In a consideration of David Hume I recently ran across one writers, considering Hume's notorious extremism in this respect, he asked "How much skepticism is enough?"
I am not sure that I would think of the issue in terms of "how much"--of an appropriate quantity or proportion of skepticism.
Rather I would say that there is a world of difference between the skepticism of those who think the world is knowable, and are trying to work their way toward such knowledge, and the skepticism of those who deny the possibility altogether--the more in as, as is so often the case with the latter, their purpose is sabotaging someone else's search for fear of where it will lead.
Indeed, the "skeptic" who denies the possibility of knowledge altogether strikes me not so much a skeptic as an epistemological nihilist--and like all nihilists in the sense I am talking about when it comes down to it, a bullshitter in the philosophical sense. After all, one cannot get out of bed in the morning--or decline to get out of bed in the morning--without acting on assumptions about what will come from that (overwhelmingly, correct ones), and anyone who is a "skeptic" for long always does so, while one might add the skeptic never hesitates to inflict their opinions about this, that and the other thing on the world with that very self-assurance their supposed skepticism should make impossible.

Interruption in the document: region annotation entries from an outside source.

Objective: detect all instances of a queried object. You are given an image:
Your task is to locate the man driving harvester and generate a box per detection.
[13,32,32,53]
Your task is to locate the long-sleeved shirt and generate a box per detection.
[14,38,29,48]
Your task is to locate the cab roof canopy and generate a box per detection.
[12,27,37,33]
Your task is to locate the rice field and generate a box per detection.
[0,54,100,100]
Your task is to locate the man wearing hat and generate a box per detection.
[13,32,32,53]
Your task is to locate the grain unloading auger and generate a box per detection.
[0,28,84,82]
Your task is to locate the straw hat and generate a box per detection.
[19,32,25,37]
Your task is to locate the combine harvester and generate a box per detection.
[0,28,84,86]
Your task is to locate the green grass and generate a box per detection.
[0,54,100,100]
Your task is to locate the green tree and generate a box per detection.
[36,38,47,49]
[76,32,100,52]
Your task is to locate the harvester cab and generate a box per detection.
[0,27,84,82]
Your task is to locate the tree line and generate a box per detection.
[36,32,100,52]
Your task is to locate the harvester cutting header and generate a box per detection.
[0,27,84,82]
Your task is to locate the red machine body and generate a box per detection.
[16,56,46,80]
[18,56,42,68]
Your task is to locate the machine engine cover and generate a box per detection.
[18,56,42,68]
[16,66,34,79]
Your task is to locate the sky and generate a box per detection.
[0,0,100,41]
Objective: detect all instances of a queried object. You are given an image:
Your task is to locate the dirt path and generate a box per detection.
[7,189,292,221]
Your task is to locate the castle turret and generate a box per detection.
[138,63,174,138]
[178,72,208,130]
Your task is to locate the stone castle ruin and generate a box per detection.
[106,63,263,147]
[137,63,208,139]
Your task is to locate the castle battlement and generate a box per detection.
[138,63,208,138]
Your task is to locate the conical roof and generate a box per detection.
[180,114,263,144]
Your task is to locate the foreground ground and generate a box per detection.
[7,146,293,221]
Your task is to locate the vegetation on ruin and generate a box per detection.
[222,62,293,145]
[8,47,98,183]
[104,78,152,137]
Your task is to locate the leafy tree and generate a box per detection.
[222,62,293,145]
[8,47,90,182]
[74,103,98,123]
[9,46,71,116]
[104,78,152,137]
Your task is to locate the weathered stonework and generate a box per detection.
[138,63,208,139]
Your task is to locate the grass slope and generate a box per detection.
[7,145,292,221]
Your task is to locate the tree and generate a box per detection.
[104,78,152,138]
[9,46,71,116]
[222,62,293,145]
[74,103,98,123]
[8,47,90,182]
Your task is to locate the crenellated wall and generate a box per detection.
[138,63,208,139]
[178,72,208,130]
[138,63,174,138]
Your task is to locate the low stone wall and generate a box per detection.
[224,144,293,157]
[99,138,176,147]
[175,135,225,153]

Hume, of course, was no exception to that, the philosopher famed for his attack on induction never worrying about his own conclusions about it when engaging in induction himself on matters such as the inferiority of one race to another. His outsized reputation today (and for that matter the extent to which criticism of Hume has been so limited to relatively narrow aspects of his legacy) is no testament to the vitality or rigor of thought in our time.